Бывший учитель Федор Петрович Бабий собирался сторожить бахчу (по-украински – баштан). Дело привычное, уже третий год Федор Петрович проводит на баштане пару летних месяцев.
Бабий был в школе учителем начальных классов. Когда детей в селе стало совсем мало, Бабий сделал свой последний выпуск и ушел на пенсию.
Школу в их деревне закрыли, но, не привычный к безделью, Федор Петрович еще два года поработал в школе соседнего села, куда ездил по хорошей погоде на велосипеде, а в плохую погоду ночевал у крестного. Крестный держал пасеку и «совратил» Бабия завести собственных пчел. Федор Петрович заимел четыре улья и посчитал, что ему и этого много,
Отправляясь сторожить баштан, он брал с собою свои ульи и размещал их на краю оврага, где начиналась лесополоса.
На памяти Бабия было то время, когда никаких деревьев в их степи не было, но на центральных площадях всех городов Украины висели огромные карты с надписью «Сталинский План преобразования природы». В школах пионерские отряды и звенья соревновались, кто больше соберет желудей и прочих семян деревьев.
А теперь в лесополосе шириною в полкилометра произрастали и грибы, и ягоды.
В прошлом году обоих внуков увозили к другому деду. Теперь вот решил прихватить с собой обоих внуков.
Для Семена бахча была своеобразной каторгой.
- Дед уверен, что для меня его баштан кайф, – думал про себя Семен. – Ну, с недельку выдержу,  с Петькой потаскаюсь, а потом надо линять в город к деду Артему.
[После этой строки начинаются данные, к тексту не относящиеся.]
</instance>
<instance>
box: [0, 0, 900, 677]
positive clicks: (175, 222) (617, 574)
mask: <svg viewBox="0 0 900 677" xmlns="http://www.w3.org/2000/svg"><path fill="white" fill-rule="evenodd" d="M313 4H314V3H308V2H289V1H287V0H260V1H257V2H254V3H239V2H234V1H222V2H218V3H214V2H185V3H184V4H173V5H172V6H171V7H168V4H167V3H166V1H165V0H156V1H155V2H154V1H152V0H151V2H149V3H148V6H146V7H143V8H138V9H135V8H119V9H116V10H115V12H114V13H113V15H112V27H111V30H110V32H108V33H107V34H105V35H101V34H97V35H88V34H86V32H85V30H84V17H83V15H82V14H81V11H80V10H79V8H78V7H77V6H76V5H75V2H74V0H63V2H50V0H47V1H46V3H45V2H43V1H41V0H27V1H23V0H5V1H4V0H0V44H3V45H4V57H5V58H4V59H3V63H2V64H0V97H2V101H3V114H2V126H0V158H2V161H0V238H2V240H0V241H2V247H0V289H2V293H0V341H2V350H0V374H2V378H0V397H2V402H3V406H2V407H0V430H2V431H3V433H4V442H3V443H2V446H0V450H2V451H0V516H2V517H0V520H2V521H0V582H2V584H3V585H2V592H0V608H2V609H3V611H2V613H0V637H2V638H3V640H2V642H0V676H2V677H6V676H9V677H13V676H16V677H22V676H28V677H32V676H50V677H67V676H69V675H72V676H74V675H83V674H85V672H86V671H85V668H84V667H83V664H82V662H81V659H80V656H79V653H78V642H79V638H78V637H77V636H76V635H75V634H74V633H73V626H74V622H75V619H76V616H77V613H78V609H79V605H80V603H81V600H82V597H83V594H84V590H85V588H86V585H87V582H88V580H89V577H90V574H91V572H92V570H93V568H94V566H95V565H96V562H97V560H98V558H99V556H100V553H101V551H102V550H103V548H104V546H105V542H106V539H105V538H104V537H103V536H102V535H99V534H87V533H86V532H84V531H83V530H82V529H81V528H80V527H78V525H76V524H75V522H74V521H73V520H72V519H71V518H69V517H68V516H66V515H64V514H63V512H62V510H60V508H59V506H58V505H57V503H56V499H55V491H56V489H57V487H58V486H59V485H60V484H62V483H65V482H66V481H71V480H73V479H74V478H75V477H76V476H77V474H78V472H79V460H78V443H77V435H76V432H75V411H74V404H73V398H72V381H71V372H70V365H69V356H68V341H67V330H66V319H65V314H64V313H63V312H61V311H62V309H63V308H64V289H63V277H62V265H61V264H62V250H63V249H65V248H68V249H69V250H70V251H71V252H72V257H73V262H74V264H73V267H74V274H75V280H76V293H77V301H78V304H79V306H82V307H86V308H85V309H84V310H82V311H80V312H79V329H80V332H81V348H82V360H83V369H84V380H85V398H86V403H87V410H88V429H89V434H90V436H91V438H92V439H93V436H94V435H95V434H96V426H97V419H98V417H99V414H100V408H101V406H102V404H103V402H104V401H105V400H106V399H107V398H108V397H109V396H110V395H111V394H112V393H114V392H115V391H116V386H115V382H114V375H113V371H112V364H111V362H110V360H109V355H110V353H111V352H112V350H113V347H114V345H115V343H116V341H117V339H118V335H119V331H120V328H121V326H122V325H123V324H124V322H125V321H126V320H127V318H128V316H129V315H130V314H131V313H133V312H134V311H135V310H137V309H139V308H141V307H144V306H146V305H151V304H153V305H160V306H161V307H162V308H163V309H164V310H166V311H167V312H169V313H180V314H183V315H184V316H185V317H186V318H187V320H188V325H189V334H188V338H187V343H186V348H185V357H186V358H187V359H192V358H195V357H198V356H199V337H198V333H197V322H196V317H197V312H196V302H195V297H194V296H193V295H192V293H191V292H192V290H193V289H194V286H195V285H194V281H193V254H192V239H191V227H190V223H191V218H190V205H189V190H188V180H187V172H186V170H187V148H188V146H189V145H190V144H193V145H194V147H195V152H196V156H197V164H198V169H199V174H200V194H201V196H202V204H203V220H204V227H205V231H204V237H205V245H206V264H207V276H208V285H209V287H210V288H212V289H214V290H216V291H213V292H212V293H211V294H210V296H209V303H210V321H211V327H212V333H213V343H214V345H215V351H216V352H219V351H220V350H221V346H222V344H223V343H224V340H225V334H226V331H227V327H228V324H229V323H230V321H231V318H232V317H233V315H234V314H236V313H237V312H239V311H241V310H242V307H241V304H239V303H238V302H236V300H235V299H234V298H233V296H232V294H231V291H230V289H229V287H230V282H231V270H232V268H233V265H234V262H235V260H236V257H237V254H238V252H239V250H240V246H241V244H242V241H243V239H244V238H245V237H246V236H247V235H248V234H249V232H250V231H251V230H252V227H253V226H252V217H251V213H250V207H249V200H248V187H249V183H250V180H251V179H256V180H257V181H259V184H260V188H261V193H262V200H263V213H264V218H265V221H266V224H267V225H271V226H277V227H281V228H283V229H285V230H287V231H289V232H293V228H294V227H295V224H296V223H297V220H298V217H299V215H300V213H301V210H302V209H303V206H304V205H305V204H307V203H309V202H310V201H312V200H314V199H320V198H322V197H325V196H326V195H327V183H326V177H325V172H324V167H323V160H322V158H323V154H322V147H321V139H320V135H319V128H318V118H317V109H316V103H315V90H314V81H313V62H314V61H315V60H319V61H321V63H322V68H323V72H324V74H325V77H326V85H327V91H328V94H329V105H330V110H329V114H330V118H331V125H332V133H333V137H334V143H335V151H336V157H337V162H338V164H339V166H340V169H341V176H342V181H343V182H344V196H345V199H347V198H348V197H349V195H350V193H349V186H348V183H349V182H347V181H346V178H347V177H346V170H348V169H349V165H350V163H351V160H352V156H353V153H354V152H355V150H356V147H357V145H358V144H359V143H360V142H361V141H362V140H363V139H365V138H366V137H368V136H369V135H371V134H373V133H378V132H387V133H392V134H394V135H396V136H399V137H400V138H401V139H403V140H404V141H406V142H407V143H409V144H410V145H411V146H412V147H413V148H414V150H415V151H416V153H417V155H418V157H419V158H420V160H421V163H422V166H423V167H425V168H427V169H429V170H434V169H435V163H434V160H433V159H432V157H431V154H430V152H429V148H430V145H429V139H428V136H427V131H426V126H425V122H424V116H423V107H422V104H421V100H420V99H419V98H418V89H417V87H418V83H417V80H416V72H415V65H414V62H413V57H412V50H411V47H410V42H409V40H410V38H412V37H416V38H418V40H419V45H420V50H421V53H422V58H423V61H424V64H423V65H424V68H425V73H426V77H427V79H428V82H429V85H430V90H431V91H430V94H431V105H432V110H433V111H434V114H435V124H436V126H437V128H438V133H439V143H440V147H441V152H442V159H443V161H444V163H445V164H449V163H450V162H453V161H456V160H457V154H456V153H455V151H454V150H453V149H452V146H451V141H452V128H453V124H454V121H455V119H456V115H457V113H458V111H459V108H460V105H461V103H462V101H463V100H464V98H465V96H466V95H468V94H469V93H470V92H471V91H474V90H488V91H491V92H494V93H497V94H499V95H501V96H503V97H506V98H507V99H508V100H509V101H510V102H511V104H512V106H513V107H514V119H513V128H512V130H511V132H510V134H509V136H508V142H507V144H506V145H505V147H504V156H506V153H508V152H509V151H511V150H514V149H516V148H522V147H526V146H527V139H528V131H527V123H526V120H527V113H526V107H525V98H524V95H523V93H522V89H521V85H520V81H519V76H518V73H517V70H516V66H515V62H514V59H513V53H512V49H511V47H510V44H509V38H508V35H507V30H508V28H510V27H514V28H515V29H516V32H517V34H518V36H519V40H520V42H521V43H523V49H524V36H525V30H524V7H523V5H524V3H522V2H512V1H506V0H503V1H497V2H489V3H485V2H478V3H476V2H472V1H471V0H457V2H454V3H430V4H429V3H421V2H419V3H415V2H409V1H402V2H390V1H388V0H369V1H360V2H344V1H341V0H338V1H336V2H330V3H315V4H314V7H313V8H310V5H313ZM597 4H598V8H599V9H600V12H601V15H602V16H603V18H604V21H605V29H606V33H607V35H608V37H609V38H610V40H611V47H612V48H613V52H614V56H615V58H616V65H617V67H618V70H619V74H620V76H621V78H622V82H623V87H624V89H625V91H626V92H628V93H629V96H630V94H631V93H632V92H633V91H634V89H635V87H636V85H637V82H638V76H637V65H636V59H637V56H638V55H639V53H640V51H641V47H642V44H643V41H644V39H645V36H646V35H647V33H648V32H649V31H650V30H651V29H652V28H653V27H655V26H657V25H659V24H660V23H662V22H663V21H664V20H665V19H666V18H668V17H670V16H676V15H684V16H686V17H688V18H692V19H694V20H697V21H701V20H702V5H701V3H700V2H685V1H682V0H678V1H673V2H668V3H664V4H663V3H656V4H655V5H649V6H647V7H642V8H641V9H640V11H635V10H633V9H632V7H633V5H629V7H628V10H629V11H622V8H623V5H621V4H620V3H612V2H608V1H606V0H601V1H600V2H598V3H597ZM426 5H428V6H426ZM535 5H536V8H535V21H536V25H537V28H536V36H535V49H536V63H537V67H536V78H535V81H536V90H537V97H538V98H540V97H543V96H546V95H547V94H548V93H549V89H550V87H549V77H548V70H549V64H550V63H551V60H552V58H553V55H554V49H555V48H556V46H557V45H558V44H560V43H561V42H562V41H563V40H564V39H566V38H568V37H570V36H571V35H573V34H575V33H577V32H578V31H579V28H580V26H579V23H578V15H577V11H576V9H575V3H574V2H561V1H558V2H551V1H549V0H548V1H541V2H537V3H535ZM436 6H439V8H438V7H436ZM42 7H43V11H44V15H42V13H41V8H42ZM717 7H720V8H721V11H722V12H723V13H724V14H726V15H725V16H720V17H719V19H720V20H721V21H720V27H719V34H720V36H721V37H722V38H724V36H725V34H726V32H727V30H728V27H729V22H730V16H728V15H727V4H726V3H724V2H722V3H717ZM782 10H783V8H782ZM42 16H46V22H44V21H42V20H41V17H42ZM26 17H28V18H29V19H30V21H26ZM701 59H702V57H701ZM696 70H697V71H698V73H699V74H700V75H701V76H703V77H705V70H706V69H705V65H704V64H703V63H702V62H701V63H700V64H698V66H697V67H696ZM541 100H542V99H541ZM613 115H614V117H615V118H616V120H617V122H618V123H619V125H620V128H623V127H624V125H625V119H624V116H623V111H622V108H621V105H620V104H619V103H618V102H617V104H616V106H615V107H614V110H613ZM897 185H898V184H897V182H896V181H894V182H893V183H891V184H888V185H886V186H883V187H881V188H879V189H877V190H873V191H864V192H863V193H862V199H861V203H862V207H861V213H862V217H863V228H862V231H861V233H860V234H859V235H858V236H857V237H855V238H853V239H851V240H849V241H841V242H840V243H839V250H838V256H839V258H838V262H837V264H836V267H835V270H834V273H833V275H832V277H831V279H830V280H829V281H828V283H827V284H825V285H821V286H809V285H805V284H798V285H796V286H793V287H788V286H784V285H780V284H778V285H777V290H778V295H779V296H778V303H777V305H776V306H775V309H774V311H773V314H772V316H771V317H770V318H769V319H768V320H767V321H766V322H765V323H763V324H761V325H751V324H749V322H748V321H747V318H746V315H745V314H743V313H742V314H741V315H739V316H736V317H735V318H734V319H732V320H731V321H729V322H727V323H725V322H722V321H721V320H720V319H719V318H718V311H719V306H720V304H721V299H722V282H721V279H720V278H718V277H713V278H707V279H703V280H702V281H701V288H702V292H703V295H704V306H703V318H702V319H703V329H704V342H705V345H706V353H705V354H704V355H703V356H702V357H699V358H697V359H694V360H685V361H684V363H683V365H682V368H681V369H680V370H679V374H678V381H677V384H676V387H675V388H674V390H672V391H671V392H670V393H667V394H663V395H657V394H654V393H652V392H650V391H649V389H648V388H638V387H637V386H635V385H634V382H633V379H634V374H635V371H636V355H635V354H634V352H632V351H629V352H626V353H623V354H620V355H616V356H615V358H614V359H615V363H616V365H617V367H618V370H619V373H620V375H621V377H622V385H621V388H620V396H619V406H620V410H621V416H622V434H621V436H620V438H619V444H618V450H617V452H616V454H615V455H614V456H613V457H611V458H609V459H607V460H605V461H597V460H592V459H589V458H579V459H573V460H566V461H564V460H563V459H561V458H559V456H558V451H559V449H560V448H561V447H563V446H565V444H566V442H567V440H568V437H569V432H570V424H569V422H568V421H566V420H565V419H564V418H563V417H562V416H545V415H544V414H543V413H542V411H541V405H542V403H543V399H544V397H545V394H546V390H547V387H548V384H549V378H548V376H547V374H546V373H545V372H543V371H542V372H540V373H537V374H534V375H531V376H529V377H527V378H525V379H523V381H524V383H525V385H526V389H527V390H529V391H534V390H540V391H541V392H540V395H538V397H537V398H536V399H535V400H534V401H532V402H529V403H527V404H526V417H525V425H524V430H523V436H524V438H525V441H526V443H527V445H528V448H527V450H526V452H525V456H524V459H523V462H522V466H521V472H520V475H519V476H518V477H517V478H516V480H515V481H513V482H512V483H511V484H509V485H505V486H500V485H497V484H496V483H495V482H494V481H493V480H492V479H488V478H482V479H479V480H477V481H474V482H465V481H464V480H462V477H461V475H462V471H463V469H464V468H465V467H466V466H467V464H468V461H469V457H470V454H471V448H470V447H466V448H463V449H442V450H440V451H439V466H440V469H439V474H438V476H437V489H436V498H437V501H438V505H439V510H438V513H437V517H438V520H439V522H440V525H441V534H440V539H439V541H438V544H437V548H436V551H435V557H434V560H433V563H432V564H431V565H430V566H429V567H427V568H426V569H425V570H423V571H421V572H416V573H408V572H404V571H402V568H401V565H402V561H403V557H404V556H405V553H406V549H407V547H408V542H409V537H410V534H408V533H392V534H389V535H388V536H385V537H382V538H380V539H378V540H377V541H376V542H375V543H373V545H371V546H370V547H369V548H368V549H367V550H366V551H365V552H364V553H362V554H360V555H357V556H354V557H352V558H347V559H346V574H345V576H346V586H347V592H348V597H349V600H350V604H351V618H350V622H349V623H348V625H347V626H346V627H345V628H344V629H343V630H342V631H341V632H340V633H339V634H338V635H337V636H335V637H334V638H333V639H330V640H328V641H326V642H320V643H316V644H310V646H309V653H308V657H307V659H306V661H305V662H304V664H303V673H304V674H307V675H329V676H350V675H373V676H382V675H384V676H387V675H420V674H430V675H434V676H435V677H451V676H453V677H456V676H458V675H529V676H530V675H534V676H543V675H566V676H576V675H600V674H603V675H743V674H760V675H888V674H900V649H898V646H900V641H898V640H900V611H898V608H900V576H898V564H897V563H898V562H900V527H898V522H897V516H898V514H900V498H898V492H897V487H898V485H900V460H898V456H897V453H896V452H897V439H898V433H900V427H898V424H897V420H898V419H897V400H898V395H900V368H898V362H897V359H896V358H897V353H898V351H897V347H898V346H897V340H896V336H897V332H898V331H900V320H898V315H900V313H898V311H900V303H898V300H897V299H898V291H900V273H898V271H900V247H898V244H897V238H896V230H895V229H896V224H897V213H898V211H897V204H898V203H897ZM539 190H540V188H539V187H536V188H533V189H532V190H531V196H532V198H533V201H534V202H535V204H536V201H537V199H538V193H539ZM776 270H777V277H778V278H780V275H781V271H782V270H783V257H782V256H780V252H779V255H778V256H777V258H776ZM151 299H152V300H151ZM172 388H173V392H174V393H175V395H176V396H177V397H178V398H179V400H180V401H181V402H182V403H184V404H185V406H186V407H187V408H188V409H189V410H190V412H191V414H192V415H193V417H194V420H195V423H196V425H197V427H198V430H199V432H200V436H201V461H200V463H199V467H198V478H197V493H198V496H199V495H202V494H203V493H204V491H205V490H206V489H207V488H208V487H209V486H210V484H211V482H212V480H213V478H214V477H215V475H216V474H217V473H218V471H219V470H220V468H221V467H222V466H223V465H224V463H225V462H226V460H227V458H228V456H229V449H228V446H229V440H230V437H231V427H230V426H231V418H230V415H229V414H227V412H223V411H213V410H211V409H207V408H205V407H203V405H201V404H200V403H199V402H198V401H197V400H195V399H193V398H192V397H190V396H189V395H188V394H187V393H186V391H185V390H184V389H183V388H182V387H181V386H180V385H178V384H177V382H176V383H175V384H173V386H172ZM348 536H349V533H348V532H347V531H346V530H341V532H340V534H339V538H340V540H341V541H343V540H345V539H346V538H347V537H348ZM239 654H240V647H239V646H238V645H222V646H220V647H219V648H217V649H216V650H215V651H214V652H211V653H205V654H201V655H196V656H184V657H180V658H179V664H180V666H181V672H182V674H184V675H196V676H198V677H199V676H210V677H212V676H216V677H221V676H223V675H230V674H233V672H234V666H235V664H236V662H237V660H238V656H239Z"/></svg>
Там будет у меня «культурная программа»…
На баштане надо вставать рано, когда спать смертельно хочется.
Сбегать на дальний край за прошлогодними стеблями подсолнуха, увязать их в снопы, тащить к куреню и разжигать костер. Костерок под чугунком пожирает их мгновенно, только крутись.
 Собственно костер Семен любил, в особенности ночью, когда сухие узлы стеблей стреляют красными искрами, и они несутся вверх к звездам; в поднимающемся над костром теплом воздухе просвечивающиеся созвездия плывут и пляшут, колеблются в бесконечном танце. Любил он и вкус печеной в костре картошки и сахарной свеклы. Свеклу таскали с соседнего поля. Вкус и запах печеной картошки были неповторимы, куда лучше, чем в городских пакетиках чипсов.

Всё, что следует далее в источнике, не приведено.